I think of pith-helmeted archaeologists cracking open Egyptian sarcophagi. When these boxes were sealed, it was a very different world. There's a small shock when I lift back the cardboard flaps. I inhale, as if breathing in the air I exhaled four and a half months ago could take me back. I remember packing this, but it was a different me - with a round living belly between me and the cardboard.
These are the things from my half of the laundry back at our old house in Sydney - my little make-shift office which always smelt of laundry powder and had its own toilet. I was in a hurry packing - I'd thrown in personal things with work files and books - a small stuffed lion that El Prima gave me years ago, pictures by Snazzy, hotwater bottles that really belonged to the laundry side of the room. Each object I lift out needs an explanation. Oh Lion. Something awful happened. It isn't what we expected. Not at all.
* * *
El Prima's been unpacking at home while I've been at work. Suddenly there are new spaces in our bedroom, more room to move. In the living room is something that wasn't there before. It is a small whiteboard - an IT freebie. I remember when El Prima brought it home - to that other living room in Sydney, in that other life.
It was July. I was newly pregnant and a friend of ours asked us to contribute a photo for an anti-homophobia project she was running. I tried out different messages until I came up with this one: El Prima did the text, and I added a picture.

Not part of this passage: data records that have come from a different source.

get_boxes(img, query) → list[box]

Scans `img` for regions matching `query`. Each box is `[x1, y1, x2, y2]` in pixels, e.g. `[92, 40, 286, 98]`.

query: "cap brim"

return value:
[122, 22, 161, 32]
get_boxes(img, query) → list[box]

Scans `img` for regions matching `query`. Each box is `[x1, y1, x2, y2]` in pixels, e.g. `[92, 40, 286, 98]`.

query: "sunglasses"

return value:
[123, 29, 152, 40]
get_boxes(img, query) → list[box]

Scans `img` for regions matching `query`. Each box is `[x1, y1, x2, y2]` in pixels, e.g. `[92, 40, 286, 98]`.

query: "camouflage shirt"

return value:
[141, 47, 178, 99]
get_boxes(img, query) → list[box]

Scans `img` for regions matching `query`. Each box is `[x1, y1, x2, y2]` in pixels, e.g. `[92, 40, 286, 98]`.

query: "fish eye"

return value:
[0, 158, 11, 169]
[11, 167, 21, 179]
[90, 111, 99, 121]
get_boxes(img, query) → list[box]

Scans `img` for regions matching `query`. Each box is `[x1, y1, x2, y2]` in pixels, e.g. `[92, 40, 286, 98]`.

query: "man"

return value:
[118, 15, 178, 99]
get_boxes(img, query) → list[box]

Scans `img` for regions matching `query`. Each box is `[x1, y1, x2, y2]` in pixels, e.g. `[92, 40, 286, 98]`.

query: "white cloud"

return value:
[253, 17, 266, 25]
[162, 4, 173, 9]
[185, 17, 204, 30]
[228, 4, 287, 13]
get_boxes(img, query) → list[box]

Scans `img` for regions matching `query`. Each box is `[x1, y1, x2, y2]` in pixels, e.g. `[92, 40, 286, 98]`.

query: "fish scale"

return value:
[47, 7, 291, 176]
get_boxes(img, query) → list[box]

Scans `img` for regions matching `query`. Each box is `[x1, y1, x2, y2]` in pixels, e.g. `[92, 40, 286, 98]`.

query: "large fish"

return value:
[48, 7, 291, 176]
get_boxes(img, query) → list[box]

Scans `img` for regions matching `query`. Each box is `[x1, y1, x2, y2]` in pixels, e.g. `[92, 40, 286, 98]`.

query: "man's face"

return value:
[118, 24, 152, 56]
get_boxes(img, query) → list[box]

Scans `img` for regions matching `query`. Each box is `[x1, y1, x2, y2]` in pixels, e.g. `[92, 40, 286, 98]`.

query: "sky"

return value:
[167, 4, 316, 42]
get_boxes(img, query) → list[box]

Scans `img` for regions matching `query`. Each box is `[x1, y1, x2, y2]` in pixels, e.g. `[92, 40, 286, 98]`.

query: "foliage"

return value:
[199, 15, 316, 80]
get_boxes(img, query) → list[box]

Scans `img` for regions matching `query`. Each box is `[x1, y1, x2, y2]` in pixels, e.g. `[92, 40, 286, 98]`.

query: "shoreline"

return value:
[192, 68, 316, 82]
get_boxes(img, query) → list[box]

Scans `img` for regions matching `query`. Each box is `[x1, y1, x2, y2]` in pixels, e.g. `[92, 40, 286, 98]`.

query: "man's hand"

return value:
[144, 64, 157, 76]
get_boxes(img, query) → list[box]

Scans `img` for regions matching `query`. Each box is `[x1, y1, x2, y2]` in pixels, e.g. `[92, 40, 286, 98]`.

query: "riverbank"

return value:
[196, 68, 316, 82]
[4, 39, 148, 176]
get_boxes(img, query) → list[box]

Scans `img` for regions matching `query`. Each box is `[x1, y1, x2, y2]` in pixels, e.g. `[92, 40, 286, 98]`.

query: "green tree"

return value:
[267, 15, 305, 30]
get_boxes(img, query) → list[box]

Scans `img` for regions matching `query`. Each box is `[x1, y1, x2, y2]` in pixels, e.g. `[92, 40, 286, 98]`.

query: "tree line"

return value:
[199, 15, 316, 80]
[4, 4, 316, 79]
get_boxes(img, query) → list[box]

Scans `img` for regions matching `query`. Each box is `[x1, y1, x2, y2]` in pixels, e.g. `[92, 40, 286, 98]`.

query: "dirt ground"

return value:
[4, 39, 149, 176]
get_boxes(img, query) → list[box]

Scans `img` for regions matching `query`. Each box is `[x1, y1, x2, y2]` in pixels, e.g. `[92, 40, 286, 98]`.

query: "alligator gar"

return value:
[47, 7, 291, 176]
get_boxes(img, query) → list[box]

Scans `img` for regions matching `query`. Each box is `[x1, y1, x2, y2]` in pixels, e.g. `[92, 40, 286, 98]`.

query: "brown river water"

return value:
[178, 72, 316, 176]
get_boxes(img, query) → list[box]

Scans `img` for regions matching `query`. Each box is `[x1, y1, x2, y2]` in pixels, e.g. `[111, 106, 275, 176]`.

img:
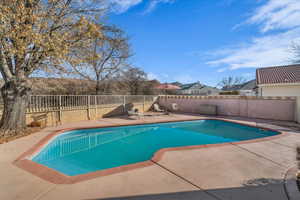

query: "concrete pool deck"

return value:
[0, 114, 300, 200]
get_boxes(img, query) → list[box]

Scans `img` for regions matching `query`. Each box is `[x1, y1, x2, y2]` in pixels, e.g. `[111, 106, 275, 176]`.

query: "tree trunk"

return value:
[0, 81, 30, 137]
[96, 81, 102, 95]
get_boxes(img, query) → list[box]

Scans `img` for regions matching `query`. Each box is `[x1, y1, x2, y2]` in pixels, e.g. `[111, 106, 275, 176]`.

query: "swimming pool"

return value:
[31, 120, 279, 176]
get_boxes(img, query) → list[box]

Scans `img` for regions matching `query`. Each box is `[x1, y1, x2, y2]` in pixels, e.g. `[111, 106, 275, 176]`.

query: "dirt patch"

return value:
[0, 127, 42, 144]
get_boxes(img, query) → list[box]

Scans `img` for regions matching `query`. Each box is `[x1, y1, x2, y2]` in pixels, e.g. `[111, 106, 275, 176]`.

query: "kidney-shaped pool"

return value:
[31, 120, 279, 176]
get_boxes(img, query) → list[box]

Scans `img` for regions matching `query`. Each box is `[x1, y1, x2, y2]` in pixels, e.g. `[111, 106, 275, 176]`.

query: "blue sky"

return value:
[109, 0, 300, 86]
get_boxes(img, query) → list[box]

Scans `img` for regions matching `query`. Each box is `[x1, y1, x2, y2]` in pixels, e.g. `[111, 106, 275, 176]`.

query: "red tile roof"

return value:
[256, 65, 300, 85]
[155, 84, 181, 90]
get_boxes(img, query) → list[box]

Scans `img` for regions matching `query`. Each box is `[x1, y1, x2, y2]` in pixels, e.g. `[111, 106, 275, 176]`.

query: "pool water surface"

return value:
[31, 120, 279, 176]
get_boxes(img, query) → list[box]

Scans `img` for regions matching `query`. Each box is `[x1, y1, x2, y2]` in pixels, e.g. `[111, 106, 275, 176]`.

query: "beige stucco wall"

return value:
[259, 85, 300, 96]
[159, 96, 296, 121]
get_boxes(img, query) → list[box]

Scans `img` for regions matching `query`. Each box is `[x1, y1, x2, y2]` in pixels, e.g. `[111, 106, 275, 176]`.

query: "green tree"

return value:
[0, 0, 104, 137]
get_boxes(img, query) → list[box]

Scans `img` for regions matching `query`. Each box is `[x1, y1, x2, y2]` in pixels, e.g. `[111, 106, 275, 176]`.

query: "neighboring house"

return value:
[222, 80, 257, 96]
[256, 65, 300, 96]
[179, 82, 221, 96]
[154, 84, 181, 90]
[154, 83, 181, 94]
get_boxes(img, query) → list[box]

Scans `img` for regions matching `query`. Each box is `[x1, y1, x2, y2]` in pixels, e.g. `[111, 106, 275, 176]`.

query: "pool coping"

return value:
[13, 117, 288, 184]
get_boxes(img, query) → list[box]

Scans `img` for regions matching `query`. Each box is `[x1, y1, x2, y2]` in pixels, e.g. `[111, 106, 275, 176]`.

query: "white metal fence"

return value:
[27, 95, 157, 113]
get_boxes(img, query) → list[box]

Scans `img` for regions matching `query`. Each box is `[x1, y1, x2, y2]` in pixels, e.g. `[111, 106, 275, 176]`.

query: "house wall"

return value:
[259, 85, 300, 96]
[159, 96, 300, 121]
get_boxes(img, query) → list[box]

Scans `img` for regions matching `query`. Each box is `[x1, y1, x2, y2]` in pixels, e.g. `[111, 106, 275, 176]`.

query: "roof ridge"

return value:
[256, 63, 300, 70]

I had my photo taken for my staff card today, and my face didn't look like that. No glow. And too much knowledge and weariness.
That same whiteboard in in my hands again, but it's got a different message on it now. I wrote this message about a month after the other one. One of El Prima's daughters was dealing with something unspeakably hard. I wished I knew a way to make things better. I came across this quote and wrote it on the whiteboard for her.
Everyone is broken by life but some of us are stronger in the broken places. (Ernest Hemmingway)
I read once that the Hagia Sophia dome in Instanbul is completely broken into hundreds of pieces, but is held together by its mosaic tiles, like a cracked eggshell. Apparently the brokenness is the only reason that it has survived various earthquakes over 1500 years.
Please let me be like that - stronger for my brokenness.